今年の残りレースはロード・アメリカ、アイオワ、トロント、ミドオハイオ、ポコノ、ゲイトウェイ、ワトキンスグレン、そしてソノマだが、2003年以来の開催となるゲイトウェイ、アイオワ、ワトキンスグレン以外はすべてペンスキー勢が昨年勝ったレースだ。
そして、アイオワは今年からペンスキーで走っているジョセフ・ニューガーデンが圧勝したレースだった。
昨年ロードアメリカ、トロント、ポコノで勝っているのがウィル・パワー(チーム・ペンスキー)。チャンピオンになったシモン・パジェノー(チーム・ペンスキー)は、幾分守備的な戦いをしていながらミドオハイオとソノマを勝利した。
ワトキンスグレンはスコット・ディクソン(チップ・ガナッシ)が勝ったが、今年とは違いシボレーエンジン&シボレーエアロのパッケージで優勝だ。
第9戦テキサスを終えてのランキングトップは、ホンダにスイッチしたチップ・ガナッシのディクソン。まだ今季の勝利はないが325点を稼いでいる。
13点差の2番手がパジェノー(チーム・ペンスキー/シボレー)。トップと14点差、パジェノーと1点差で佐藤琢磨(アンドレッティ・オートスポート/ホンダ)が3番手。
以下、エリオ・カストロネベス(チーム・ペンスキー/シボレー)、パワー(チーム・ペンスキー/シボレー)、グラハム・レイホール(レイホール・レターマン・ラニガン・レーシング/ホンダ)、ニューガーデン(チーム・ペンスキー/シボレー)という順。パワーはトップとちょうど40点差だ。
ランキング1、2番手のディクソンとパジェノーにはまだ勝ち星がないが、彼らがこのまま勝てずにシーズンを終えるとは考えにくい。ふたりのうちタイトル争いで有利なのはパジェノーだ。
アイオワとゲイトウェイとホンダエアロの苦手とするショートオーバルが2戦もある点でディクソンは不利だ。今年のフェニックス戦のように粘って上位フィニッシュができるかが大きな鍵となるだろう。
パジェノー陣営がマークするのは、テキサスで今シーズン2勝目を挙げたパワー。彼の展望は結構明るい。先に挙げたデータの通り、シーズン後半戦には彼の得意なコースが多いためで、のし上がって来る可能性はかなり高い。
ランキング3番手につける琢磨は、初めてのタイトル争いだ。シーズン2勝目を挙げて勢いに乗る、というのがベストのシナリオ。
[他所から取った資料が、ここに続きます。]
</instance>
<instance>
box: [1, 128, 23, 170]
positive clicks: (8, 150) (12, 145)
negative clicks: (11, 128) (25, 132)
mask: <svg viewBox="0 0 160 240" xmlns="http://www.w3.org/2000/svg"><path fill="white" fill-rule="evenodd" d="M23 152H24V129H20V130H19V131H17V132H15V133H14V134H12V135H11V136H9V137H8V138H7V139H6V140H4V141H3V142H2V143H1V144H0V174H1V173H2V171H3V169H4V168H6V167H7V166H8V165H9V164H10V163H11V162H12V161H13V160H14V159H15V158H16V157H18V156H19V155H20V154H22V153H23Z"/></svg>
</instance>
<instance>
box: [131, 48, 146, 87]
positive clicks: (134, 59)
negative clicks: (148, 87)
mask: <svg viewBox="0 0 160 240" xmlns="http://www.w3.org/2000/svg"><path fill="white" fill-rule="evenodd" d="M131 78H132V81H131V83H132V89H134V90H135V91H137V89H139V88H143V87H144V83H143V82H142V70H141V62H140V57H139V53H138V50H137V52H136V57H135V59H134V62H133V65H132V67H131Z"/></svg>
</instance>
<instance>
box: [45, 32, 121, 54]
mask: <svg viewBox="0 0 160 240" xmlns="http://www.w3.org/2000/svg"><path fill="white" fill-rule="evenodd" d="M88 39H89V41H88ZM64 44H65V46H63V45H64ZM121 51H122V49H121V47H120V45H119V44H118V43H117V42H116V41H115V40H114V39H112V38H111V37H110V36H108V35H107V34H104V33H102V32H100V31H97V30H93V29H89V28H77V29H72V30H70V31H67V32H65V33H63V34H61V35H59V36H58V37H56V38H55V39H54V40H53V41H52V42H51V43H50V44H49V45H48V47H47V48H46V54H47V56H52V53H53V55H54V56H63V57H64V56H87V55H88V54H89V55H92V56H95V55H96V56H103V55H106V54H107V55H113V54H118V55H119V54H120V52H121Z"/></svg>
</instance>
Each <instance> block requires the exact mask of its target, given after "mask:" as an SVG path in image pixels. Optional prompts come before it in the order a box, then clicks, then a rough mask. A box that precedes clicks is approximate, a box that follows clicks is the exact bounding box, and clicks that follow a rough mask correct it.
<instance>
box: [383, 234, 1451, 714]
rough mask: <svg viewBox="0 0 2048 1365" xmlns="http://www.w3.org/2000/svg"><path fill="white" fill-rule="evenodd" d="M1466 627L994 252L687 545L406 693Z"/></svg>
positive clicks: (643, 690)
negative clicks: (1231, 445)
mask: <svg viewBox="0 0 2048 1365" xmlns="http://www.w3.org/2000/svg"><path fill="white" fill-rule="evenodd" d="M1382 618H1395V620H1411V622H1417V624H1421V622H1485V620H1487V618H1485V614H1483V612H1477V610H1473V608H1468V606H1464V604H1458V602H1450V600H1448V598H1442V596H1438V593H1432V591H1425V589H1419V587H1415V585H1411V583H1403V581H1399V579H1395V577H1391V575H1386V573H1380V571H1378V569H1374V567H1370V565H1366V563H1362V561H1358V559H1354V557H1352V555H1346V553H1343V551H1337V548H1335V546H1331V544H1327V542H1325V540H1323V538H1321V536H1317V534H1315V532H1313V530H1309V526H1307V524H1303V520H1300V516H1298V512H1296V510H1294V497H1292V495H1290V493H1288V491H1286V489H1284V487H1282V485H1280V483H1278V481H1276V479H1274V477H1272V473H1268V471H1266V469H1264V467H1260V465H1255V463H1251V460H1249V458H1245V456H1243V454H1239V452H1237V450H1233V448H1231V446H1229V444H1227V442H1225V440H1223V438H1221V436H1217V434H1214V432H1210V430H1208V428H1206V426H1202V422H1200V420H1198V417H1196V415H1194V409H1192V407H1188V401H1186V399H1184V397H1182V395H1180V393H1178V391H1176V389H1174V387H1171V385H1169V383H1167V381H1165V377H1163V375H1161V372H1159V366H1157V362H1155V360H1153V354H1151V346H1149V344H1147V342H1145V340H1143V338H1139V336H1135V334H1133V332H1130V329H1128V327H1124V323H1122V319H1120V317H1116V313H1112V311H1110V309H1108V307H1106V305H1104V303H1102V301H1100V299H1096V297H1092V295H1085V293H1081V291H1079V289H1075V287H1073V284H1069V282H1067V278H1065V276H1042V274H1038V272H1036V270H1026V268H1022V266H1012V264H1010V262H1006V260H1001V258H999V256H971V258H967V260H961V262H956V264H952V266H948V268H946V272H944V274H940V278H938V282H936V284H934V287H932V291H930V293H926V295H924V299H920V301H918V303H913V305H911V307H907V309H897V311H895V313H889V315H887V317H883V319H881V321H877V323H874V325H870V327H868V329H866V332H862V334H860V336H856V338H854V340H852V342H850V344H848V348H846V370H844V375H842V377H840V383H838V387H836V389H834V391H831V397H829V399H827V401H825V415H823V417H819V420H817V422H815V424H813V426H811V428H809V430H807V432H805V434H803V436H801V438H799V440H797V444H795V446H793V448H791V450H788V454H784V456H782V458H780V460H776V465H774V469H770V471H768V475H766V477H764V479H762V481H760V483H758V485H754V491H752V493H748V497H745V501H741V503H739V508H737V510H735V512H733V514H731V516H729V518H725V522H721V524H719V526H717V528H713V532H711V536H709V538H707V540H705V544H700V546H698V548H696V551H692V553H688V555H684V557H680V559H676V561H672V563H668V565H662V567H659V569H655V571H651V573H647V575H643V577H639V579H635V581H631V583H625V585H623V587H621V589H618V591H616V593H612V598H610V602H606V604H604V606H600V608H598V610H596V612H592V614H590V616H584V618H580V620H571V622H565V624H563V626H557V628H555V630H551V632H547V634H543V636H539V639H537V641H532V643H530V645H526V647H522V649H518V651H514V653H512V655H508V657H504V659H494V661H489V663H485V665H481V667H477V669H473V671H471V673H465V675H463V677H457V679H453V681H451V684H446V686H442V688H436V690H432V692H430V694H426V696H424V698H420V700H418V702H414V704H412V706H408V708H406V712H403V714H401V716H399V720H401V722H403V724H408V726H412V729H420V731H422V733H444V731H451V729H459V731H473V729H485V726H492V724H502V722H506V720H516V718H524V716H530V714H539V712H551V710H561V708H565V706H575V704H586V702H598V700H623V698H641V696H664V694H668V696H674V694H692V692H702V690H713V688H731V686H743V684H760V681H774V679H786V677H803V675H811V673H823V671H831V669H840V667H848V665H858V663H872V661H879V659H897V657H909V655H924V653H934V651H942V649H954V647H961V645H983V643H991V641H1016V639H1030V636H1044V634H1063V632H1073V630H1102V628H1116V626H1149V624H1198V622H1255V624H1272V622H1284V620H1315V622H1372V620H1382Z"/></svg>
ショートオーバルでは厳しいレースになるだろうが、ストリートコースのトロントとスーパースピードウェイのポコノではトップを争う活躍ができそうだ。
今週末に行われる次戦のロード・アメリカも健闘が期待でき、それが実現すればミド・オハイオ、ワトキンスグレン、さらにはソノマでのパフォーマンスも楽しみになる。
日本人初のインディ500制覇という快挙を達せした琢磨。タイトルを目指すシーズン後半戦はどんな走りを見せてくれるか注目だ。